Well I cut the jug to have 128/173 actual duration Transfer and Exhaust. (29.5 down from deck/and 23 down from deck actual as measured. I also built up the front of the port with some deflectors made from JB weld to ensure adequate loop scavenging and make a more proper Schnuerle layout. The boost port is the same exact height as the transfer roof to aid in loop scavenging. The bike has a very good bottom end power, but somehow it wont rev past 7,200... I used a new jug, new rings, but I didnt have a spare piston so I used one my friend had laying about. He notched the skirt for piston port, but he notched the wrong side by accident. I didn't think it would hurt anything but today after another disappointing ride noticed it lifts up 3mm above the exhaust port floor.

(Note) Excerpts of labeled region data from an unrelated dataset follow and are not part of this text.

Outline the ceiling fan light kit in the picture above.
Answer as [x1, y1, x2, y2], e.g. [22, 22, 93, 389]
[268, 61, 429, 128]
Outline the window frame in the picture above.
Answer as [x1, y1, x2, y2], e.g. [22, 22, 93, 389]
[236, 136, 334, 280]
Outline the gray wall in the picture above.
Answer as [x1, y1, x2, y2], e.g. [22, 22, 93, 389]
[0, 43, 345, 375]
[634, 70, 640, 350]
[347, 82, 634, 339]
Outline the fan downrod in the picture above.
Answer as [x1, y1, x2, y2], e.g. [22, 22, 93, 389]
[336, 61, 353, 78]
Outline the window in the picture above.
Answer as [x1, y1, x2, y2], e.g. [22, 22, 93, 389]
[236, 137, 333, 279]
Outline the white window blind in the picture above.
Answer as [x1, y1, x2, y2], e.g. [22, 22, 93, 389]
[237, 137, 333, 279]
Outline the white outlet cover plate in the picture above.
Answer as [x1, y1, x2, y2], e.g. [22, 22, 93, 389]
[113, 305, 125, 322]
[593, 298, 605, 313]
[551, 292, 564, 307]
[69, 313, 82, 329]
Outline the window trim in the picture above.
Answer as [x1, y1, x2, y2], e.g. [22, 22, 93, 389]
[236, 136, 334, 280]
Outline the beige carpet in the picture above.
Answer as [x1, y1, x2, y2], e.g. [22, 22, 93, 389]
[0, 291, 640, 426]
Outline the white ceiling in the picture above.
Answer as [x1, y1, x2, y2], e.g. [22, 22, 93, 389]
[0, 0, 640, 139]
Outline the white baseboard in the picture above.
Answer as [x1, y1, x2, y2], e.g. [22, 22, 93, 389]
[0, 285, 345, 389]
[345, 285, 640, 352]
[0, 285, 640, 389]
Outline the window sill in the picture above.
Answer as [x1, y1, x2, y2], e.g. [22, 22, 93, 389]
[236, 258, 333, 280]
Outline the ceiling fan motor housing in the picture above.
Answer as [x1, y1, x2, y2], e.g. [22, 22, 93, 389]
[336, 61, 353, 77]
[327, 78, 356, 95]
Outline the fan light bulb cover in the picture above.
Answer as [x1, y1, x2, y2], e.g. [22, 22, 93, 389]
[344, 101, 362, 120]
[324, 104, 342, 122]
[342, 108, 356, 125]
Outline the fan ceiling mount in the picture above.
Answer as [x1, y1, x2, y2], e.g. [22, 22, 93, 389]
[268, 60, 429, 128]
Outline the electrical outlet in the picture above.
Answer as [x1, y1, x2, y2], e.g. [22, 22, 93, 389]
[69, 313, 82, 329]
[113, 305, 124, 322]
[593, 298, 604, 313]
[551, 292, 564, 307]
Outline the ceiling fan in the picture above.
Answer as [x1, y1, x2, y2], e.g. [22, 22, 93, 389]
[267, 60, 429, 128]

My theory is when the crank case should be just about to peak in vacuum, it opens this, breaks the vacuum, and sucks a bunch of exhaust into the crank case for good measure. If a piston replacement doesn't get my revs back, Im lost. My old jug performed so well with a whacky 115/ 135 timing setup (the ports were Way out of spec, lower than stock even after porting! would pull to 9700.
Intake, with 3rd transfer cut in, and a boost port to assist in loop - scavenging.


Ported Transfer, cut to 29mm below deck.

Exhaust cut to 23mm below deck

Testing the transfer port aim with epoxy deflectors by using water, perfect aim for proper loop.